ARP kann man bestimmt irgendwie abschalten, das willst du aber nicht  :Smile: 

(ARP übersetzt IP adressen in physikalische MAC adressen)

mit rc-status kannst du dir die laufenden initskrpte anzeigen lassen.

ausßerdem reagiert jedes skript auf das "status" argument

----------

## uhai

dmesg meint eth0 wäre down - Meldung kommt von tg3...

Habe ich das falsche Modul übersetzt?

Ausserdem sucht eth0 einen IPv6 - Router...

Kann das das Problem sein?

uhai

----------

## Christian99

welches modul du brauchst weiß ich nicht, rausfinden kannst du das hier.

link down ist aber an und für sich nix schlimmes, das heißt nur, dass es keine verbindung gibt.

kannst du mal die ausgabe von "dmesg|grep -C2 eth" posten?

----------

## uhai

Da der betroffene Rechner nicht im Netz ist, kann ich die Ausgaben nicht direkt posten.
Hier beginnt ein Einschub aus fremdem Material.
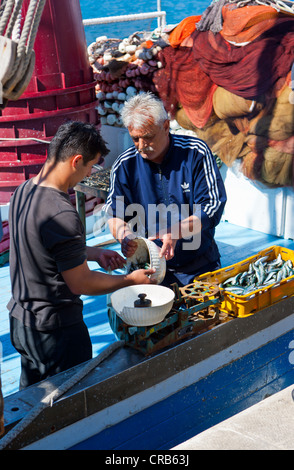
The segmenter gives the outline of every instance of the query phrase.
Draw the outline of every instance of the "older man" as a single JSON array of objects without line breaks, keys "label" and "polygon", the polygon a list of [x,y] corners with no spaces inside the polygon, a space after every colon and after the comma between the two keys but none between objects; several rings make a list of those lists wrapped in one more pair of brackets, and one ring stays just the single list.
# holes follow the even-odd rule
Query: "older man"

Die einzige Fehler Meldung in dmesg schient der fehlende IPv6-Router zu sein. tg3 erkennt die Karte richtig und eth0 meldet mehrfach Link is up bzw. Link is down...

Flow Control is on for TX/RX

EEE enabled (was auch immer das ist...)

uhai

----------

## vitalogy

hey huai,

* du benutzt einen selbst erstellten kernel oder mittels genkernel erstellt?

* Unterstützung von IPv4 ist mitkompiliert?

grüsse

----------

## Christian99

Unterstützung von IP4 muss eigentlich vorhanden sein, sonst würde er ja gar keine zeroconfig Adresse bekommen können.

Aber so langsam weiß ich auch nicht weiter...

Ich würde als nächstes mal folgendes vorschlagen:

dhcpcd und net.eth0 aus allen runleveln entfernen

/etc/conf.d/net: alles mit eth0 auskommentieren (auch default route, sollte er eigentlich selber setzen)

und dann mal neu starten.

nach dem neustart:

"/etc/init.d/net.eth0 status" schauen ob das läuft, wenn nein:

  "/etc/init.d/net.eth0 start"

danach:

ifconfig eth0

schauen ob adresse da

bei unterwegs schon auftretenden fehlern auch jeweils das ende von dmesg anschaun.

Wäre trotzdem gut, wenn du fehler/dmesg irgendwie posten könntest (usb-stick?)

----------

## boospy

Hab das selbe auf 2 meiner Rechner nach nem Kernelupgrade. Beide HPserver, beide die gleiche Netzwerkkarte. Gleiche Fehlermeldung wie du. Mit dem Kernel 3.4.5-hardened funktioniert es. Mit dem Kernel 3.5.4-r1 nicht mehr. Hatte hierfür noch keine Lösung. Vielleicht ist es ja das gleiche Problem...

lg

boospy

----------

## uhai

Hallo zusammen,

ich war ein paar Tage unterwegs und konnte hier nicht weitermachen..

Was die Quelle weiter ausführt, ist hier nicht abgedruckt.